1  Getting Started with R/RStudio

“R.” The fact that this language is denoted by a single letter makes it remarkably difficult to search for, but R is a programming language specialised for statistics and is used extensively across the statistical sciences, psychology very much included. R is free software in the sense of libre as well as gratis: its source code is open, and anyone may use it without charge. “Free” here does not mean “without warranty in return for money,” however. There is no guarantee — financial or otherwise — that the computations or scientific claims you produce with it are correct. Software, like science itself, is a shared resource of humanity that we cultivate openly.
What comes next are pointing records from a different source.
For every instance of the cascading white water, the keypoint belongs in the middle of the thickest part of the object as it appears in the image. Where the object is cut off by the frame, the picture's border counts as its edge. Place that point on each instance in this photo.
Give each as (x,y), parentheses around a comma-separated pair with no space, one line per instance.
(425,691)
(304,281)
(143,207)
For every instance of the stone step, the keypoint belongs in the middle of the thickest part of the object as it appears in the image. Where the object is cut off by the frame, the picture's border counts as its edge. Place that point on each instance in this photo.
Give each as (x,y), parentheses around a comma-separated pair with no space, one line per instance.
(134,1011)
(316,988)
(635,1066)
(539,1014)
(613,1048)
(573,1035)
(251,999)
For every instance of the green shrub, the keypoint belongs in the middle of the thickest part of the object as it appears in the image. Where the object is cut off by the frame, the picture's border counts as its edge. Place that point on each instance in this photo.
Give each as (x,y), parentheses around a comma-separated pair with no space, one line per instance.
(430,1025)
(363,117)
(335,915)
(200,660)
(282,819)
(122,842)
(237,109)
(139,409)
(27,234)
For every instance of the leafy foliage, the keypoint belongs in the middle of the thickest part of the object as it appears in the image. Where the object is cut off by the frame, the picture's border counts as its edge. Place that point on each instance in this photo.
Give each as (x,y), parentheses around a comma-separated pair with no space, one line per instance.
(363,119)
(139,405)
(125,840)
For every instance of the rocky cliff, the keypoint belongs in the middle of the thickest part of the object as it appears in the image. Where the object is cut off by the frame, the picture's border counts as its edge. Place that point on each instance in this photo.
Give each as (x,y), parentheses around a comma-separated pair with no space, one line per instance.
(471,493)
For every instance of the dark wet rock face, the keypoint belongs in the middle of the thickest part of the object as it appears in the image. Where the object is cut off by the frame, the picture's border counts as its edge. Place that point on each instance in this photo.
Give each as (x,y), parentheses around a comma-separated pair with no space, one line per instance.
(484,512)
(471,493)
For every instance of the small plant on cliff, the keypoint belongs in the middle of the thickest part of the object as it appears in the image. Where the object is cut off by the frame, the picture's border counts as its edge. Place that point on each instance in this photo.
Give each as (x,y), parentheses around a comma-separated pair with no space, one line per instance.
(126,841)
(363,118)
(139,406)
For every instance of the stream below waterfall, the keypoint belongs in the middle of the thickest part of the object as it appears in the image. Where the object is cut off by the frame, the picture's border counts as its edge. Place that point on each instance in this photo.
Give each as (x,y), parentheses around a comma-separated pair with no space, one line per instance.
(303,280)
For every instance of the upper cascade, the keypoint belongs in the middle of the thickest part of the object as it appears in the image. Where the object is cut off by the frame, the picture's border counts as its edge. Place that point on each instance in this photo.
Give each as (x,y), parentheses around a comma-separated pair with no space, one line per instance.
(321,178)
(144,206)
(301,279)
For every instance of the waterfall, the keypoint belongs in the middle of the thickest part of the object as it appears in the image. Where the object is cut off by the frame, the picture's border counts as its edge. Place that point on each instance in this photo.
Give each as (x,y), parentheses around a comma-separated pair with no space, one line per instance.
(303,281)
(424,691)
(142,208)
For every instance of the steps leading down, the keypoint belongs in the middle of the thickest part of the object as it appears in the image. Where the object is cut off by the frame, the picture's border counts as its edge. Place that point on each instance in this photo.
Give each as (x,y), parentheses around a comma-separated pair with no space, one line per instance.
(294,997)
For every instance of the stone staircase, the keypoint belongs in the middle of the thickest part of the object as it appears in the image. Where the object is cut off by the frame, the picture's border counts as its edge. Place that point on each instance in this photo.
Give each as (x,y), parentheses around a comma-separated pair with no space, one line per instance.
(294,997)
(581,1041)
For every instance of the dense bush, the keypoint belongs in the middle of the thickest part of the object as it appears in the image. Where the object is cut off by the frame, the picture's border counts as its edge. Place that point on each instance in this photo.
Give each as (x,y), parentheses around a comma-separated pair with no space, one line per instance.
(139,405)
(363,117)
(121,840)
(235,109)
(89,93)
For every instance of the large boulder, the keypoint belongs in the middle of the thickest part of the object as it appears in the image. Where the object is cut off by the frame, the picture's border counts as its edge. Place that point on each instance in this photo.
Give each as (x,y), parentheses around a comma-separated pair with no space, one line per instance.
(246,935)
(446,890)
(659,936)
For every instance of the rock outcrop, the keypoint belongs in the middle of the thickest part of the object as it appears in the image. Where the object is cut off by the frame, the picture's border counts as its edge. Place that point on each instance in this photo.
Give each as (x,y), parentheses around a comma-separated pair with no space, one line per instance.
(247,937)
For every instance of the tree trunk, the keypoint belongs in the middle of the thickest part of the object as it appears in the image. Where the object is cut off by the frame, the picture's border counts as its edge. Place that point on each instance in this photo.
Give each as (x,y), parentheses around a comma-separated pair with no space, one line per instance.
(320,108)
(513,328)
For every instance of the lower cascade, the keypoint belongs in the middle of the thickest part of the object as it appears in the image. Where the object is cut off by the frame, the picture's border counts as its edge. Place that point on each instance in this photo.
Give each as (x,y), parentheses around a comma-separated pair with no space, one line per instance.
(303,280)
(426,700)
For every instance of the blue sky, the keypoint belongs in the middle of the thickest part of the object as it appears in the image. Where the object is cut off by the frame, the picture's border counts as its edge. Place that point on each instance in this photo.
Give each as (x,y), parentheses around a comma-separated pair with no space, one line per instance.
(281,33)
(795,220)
R has an active user community. In Japan, Tokyo.R and similar local user groups host regular study meetings,1 and a wide range of introductory and advanced materials are available online. Because the ecosystem evolves quickly, the recommendations in this chapter are best supplemented with up-to-date searches for material close in time to your reading.

1.1 Setting Up Your Environment

1.1.1 Installing R

R is distributed via the Comprehensive R Archive Network, known as CRAN.2 The CRAN front page provides download links; obtain the latest version for your platform.3

1.1.2 Installing RStudio

After installing R, install RStudio. RStudio is an integrated development environment (IDE). R alone is fully capable of carrying out professional statistical analysis and graphics — its essence is, of course, computation, and given a script it returns the requested output. But day-to-day analytic work involves much more than the computation itself: drafting and revising scripts, managing input and output files and figures, installing and updating packages, and so on. To borrow a culinary analogy: even if cooking is fundamentally a matter of knife, board, and stove, a real kitchen with counter space, a sink, and bowls makes the work go more smoothly. Working in R alone is like cooking outdoors with a single pot; RStudio provides a full kitchen.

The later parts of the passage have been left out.